Since spending more than a decade in Israel and Palestine, much of it in the Gaza Strip and West Bank and having watched the rise of Hamas and collapse of the Oslo peace process, I have never, since then, thought that the twin state solution would be adopted.
Instead I conclude the Israelis and Palestinians will, after long prevarication, agree to a unitary state with cantons, or strong regions, or to a confederation or Middle Eastern Economic Union, on the lines of the EU.
Of course a right wing Israeli government says it will never make a deal with Hamas, never agree to one state or a confederation, and never share Jerusalem.
But never say never in the land of miracles.
Despite a security clamp down in the West Bank by the Palestinian Administration Hamas still attracts nationalists in the West Bank alongside Islamic support and is not as extremist as projected by Israel and the West. The Hamas offer of a long truce to Israel in return for an end to the Gaza blockade is convergent with underlying Israeli positions to delay final political talks and consider economic cooperation.
If the PA attempts to hold half an election in the West Bank and not Gaza this will not reinforce Palestinian Unity and Hamas may hold a separate election in Gaza. It is Israel and the West which rejected the 2006 election results when Hamas won democratically in all of Palestine.
My unconventional wisdom that there will be no twin state solution cannot be explained simply by over-proximity to Palestinian or Israeli hospitality, although local knowledge was only arrived at through many lunches and dinners and discussions far into the night, often in unlikely places, in a society where people still hanker to sit out in the cold under the stars to get a clear view of things.

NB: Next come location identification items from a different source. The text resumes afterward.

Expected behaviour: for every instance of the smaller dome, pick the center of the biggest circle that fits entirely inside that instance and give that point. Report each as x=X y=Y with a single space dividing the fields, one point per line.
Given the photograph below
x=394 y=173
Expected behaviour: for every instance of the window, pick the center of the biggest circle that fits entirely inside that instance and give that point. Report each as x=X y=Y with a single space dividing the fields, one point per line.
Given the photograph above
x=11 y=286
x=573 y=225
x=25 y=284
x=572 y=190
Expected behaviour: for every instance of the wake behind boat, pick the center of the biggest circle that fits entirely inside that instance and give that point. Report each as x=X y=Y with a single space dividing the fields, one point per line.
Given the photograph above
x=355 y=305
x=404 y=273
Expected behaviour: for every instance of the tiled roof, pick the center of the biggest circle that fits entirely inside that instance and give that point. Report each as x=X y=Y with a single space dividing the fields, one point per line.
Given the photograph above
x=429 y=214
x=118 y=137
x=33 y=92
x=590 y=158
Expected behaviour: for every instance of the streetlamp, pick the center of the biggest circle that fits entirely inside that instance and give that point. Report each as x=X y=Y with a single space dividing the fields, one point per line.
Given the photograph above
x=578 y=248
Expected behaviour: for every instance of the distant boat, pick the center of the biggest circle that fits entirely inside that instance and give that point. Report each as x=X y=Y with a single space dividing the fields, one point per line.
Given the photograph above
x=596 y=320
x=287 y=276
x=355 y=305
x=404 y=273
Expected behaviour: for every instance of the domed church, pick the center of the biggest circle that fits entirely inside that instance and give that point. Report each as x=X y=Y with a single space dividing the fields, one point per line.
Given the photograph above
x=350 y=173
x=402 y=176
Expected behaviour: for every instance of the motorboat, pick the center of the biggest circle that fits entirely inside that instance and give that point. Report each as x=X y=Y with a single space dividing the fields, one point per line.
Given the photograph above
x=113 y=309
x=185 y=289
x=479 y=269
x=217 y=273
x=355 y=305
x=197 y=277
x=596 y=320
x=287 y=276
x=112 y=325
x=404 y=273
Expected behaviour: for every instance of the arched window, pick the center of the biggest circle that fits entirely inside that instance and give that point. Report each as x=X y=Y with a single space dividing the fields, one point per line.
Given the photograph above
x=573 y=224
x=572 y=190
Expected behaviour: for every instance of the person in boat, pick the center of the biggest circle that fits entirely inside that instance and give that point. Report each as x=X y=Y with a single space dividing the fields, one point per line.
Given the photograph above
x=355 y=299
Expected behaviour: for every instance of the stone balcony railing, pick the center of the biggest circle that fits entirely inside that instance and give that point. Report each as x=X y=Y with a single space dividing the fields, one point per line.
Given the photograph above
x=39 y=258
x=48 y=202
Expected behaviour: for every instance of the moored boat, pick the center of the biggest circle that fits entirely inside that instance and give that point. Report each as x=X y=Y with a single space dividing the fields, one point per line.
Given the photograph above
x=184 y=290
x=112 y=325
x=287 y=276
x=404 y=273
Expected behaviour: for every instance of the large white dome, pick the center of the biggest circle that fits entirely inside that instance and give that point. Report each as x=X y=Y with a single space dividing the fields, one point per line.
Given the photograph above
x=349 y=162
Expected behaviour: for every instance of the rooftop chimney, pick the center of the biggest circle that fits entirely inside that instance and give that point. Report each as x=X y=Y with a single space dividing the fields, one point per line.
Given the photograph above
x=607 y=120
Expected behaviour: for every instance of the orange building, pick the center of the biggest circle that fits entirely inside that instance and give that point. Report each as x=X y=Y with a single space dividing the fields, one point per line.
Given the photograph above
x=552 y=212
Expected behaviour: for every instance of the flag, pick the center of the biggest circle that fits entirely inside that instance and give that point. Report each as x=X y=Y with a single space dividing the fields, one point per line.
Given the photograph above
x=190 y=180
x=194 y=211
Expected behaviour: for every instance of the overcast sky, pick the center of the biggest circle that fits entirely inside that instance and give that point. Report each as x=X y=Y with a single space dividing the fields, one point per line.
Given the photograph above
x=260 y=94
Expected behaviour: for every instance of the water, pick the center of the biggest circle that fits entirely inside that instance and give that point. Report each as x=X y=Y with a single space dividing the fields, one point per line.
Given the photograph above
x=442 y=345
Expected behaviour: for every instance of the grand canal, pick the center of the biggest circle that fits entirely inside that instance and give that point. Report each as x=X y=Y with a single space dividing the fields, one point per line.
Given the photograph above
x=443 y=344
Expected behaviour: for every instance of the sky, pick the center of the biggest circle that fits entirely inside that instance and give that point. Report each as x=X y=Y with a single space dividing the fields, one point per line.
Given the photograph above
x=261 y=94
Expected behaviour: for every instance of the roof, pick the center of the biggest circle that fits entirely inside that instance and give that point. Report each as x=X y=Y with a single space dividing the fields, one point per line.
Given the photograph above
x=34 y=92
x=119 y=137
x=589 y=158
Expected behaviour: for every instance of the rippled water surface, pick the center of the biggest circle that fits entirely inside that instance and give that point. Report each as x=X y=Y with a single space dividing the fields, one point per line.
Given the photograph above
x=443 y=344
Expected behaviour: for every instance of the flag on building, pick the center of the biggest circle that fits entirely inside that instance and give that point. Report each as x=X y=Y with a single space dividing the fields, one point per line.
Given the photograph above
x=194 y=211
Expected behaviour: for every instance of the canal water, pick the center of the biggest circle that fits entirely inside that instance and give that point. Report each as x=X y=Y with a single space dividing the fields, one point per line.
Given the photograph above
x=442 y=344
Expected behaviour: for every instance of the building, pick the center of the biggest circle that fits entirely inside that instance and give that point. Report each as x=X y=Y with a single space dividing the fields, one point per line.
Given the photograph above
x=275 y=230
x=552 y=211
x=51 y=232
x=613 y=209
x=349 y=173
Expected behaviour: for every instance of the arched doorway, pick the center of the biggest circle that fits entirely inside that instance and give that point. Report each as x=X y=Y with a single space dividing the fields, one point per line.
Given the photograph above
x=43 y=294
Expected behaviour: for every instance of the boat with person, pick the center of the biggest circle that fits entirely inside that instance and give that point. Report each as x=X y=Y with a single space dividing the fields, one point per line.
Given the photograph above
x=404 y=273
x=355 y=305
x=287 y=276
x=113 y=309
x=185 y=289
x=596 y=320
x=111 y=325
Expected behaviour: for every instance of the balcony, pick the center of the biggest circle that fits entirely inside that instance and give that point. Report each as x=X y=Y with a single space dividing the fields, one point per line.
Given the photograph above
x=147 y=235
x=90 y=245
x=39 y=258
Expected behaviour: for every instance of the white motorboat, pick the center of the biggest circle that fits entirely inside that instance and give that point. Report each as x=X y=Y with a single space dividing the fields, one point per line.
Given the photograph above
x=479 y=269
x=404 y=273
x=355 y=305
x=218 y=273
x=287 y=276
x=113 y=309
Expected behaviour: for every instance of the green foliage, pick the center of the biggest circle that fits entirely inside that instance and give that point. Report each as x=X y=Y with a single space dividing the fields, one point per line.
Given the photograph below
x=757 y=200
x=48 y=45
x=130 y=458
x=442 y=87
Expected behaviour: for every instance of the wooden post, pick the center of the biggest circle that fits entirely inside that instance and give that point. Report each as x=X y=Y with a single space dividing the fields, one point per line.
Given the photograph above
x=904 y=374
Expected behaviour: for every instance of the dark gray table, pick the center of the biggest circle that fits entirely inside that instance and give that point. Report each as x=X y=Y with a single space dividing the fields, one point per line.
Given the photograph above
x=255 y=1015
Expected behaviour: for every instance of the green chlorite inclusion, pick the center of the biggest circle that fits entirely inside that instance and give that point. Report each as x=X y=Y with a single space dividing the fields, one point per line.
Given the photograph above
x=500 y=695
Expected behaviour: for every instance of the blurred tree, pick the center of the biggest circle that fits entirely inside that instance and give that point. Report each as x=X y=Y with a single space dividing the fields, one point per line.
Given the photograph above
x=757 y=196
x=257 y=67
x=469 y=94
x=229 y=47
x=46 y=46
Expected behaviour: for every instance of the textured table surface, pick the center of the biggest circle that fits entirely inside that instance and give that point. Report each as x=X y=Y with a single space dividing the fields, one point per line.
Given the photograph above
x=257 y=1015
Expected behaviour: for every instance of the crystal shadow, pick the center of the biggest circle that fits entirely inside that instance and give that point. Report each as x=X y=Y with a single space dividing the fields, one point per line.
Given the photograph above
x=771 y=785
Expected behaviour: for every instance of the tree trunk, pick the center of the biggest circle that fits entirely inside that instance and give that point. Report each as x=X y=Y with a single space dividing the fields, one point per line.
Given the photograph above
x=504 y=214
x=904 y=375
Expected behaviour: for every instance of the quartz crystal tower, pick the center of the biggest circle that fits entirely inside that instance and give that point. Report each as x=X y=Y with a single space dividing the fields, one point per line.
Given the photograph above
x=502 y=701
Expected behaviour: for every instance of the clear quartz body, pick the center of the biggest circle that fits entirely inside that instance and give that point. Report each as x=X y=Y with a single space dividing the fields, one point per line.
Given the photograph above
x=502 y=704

As my father-in-law would have found on the road from Gaza to Damascus with Allenby against the Turks, and as my mother-in-law found two decades later when she came ashore with Toscanini to help form the Palestine Orchestra.

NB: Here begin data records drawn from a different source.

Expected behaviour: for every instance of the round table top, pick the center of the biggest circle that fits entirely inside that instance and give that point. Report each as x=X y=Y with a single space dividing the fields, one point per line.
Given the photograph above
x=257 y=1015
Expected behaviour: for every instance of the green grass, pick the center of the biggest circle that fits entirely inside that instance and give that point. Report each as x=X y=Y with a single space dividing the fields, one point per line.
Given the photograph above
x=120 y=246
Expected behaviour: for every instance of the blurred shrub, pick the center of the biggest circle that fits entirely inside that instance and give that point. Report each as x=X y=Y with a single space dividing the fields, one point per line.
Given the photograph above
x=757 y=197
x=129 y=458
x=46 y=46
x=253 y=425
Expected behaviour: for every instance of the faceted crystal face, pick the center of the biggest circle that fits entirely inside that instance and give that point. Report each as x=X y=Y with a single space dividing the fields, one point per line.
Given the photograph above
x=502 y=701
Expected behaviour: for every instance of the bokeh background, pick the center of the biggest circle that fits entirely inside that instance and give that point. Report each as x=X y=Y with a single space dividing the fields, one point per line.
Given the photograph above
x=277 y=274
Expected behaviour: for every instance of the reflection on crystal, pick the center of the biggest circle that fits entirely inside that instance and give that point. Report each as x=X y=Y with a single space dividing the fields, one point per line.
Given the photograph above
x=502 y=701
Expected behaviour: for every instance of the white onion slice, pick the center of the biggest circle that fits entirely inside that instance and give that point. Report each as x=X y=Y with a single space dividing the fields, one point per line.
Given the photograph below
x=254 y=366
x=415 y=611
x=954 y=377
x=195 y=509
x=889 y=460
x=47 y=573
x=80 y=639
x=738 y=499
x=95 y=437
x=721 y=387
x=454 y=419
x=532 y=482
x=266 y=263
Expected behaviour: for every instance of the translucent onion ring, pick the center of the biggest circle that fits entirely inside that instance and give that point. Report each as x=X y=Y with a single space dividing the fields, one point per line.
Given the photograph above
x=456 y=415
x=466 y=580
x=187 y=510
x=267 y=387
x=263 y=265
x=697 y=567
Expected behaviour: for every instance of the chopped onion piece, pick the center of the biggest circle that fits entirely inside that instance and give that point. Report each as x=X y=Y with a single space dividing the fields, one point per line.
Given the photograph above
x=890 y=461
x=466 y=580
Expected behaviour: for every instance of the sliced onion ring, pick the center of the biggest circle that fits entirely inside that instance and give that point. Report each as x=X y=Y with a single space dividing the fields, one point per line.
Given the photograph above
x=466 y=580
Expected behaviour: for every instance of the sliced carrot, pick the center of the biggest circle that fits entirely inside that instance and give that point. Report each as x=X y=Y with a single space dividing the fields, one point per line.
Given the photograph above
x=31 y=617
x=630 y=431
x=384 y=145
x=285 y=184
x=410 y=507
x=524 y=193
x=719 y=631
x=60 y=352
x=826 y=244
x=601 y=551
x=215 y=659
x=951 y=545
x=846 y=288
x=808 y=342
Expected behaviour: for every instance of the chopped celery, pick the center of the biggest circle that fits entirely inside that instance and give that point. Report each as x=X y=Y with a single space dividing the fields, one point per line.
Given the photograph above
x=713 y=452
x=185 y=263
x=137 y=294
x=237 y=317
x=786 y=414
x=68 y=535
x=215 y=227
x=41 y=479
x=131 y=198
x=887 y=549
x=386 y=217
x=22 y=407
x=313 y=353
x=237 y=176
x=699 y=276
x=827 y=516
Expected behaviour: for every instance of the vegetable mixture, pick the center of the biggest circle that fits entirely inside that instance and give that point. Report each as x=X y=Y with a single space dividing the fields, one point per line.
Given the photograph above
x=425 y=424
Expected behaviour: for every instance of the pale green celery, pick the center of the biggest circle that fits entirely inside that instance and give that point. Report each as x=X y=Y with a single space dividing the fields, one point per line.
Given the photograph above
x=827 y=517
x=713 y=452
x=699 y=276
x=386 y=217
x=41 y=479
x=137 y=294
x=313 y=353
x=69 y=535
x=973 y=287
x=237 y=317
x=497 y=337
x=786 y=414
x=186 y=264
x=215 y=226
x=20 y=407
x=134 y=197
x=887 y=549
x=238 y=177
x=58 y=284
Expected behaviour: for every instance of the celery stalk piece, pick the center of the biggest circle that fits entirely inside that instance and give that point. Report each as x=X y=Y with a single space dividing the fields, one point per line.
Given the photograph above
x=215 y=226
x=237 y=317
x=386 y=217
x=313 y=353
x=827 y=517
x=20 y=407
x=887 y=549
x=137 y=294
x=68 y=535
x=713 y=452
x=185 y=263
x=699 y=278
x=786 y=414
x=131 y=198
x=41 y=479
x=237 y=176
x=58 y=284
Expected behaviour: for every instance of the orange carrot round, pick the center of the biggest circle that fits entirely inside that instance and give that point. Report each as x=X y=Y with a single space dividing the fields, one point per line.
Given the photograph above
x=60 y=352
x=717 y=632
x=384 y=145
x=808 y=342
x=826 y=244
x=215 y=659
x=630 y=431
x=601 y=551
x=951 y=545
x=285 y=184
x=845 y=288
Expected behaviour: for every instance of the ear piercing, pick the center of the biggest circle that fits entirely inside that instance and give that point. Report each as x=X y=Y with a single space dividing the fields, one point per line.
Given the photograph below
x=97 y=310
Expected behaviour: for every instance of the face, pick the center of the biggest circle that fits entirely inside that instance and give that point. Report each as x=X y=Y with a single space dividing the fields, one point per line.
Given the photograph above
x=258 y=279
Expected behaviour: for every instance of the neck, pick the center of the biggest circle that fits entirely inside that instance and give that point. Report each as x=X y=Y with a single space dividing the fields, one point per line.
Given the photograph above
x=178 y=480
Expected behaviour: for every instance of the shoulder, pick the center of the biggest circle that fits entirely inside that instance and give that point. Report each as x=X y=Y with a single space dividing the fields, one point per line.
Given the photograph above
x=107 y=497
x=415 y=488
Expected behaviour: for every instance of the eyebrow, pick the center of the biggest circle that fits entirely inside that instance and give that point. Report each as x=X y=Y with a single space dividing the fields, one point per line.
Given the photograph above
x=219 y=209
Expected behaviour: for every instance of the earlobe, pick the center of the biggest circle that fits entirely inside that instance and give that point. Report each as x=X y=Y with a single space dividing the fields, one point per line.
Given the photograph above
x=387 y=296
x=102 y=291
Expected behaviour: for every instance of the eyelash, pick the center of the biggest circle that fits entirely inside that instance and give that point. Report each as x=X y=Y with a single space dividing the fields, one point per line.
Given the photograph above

And as my fathers’ fellow marine commandos would have also found in the desert air in Mandate Palestine where they fought the Irgun and the Stern Gang up to 1948, and in the Canal Zone in 1956 where they fired the final shots of the British Empire whilst fought to a standstill by Egyptian fedayeen, when the Anglo-French imperialists made their last stand in Egypt, with the support of Israel, but not that of the United States.
So when the US said it was time to go, they went.

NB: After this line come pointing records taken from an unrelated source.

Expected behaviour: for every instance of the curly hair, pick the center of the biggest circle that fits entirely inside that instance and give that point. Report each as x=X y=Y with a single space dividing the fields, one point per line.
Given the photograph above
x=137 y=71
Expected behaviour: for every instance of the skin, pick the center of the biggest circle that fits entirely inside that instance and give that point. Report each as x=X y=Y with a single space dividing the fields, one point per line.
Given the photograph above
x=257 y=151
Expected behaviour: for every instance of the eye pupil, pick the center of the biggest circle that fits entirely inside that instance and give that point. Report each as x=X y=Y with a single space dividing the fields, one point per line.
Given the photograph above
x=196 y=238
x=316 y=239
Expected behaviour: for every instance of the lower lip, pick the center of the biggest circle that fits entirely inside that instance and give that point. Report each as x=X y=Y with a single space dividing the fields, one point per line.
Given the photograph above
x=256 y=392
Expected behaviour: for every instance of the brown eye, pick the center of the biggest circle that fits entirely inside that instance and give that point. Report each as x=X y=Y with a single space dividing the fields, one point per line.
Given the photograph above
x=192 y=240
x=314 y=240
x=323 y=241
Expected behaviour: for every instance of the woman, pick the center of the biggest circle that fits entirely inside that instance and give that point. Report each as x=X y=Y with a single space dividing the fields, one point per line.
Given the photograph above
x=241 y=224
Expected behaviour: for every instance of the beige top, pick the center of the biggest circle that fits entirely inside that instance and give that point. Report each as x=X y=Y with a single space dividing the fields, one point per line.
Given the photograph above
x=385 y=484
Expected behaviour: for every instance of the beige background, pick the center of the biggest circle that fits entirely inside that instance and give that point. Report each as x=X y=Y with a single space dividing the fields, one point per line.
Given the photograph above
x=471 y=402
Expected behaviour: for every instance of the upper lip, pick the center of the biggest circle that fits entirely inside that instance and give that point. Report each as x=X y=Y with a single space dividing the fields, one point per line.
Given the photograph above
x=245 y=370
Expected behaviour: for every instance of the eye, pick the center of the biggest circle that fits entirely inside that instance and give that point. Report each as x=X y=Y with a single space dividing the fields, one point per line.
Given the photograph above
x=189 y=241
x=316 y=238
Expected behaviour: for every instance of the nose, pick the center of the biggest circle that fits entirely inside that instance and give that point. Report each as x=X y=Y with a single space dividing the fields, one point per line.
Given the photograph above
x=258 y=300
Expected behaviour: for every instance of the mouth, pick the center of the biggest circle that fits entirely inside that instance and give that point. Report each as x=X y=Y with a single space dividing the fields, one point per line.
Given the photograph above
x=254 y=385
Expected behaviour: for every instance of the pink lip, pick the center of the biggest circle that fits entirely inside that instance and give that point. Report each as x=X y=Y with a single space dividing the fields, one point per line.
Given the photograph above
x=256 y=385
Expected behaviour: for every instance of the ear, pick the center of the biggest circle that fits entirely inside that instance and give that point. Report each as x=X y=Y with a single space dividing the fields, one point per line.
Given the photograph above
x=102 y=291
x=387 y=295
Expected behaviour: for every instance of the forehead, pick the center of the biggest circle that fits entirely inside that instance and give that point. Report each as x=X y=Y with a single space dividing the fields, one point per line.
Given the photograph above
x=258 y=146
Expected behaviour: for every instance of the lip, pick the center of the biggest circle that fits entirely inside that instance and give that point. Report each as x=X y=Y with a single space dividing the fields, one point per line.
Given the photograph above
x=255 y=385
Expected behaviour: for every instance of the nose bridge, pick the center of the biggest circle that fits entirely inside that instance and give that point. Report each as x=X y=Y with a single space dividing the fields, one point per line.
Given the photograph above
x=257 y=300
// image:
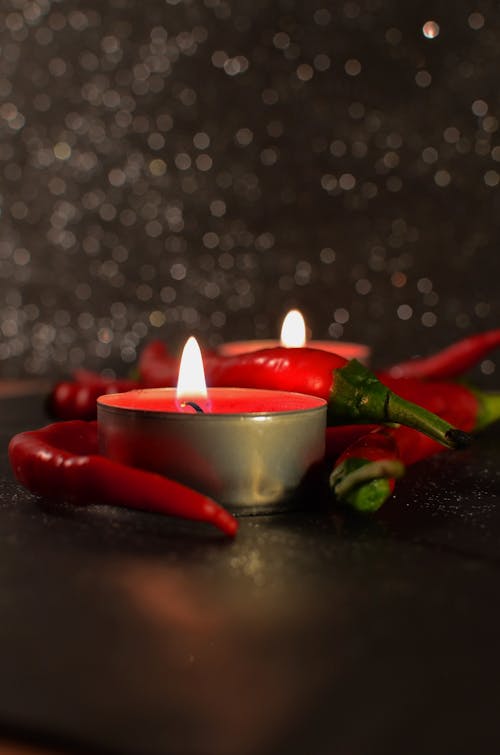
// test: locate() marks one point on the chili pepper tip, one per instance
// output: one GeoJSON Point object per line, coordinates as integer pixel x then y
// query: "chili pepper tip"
{"type": "Point", "coordinates": [225, 522]}
{"type": "Point", "coordinates": [458, 438]}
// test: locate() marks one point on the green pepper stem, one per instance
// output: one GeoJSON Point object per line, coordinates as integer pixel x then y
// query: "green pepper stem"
{"type": "Point", "coordinates": [342, 481]}
{"type": "Point", "coordinates": [365, 485]}
{"type": "Point", "coordinates": [488, 408]}
{"type": "Point", "coordinates": [358, 396]}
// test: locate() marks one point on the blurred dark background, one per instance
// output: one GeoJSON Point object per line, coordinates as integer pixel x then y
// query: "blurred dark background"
{"type": "Point", "coordinates": [193, 166]}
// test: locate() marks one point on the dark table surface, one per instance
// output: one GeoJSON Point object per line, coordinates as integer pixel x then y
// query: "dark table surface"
{"type": "Point", "coordinates": [312, 632]}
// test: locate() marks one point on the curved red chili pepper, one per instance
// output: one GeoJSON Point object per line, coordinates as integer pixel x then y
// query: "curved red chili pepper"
{"type": "Point", "coordinates": [78, 400]}
{"type": "Point", "coordinates": [353, 393]}
{"type": "Point", "coordinates": [338, 438]}
{"type": "Point", "coordinates": [62, 461]}
{"type": "Point", "coordinates": [450, 362]}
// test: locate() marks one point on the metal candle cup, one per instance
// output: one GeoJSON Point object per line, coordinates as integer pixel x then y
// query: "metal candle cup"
{"type": "Point", "coordinates": [250, 450]}
{"type": "Point", "coordinates": [345, 349]}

Even as a British schoolboy in my colonial Mediterranean school, I understood the world was changing and we had had our day. The sun had set on the British Empire, just as every political hegemony comes to an end.
So how is it possible to see contemporary Israel and Palestine and reach such different conclusions from the conventional wisdom?
One cold night under the stars some Palestinians told me a story.
The elephant and the fly wanted to get married. But people were prejudiced against it, so they had to go and see a judge to settle the matter in court. The judge was inclined not to allow such an odd union. But eventually the elephant and the fly asked if they could come forward to the bench to relate a pertinent private matter, which would explain everything. The judge then surprisingly agreed to the unlikely marriage.
The reason of course, was that the fly had got the elephant pregnant.
On one level the elephant and the fly can be Israel and Palestine. And perversely it may be true that one day they will have to get married, especially if Israeli hardliners persistently reject all other solutions.
On another level the fly and the elephant could be the United States with declining power attempting to force movement upon an Israel which is not inclined to budge.
Of course you have to work out which is the elephant and which is the fly. And that is not always so obvious.
If I am right, their delayed but lovely bouncing baby may eventually be rather different from how a lot of people imagined. And it may be Hamas that helps decide to keep the family together, and not to support ultimate separation, but of course on different terms from now.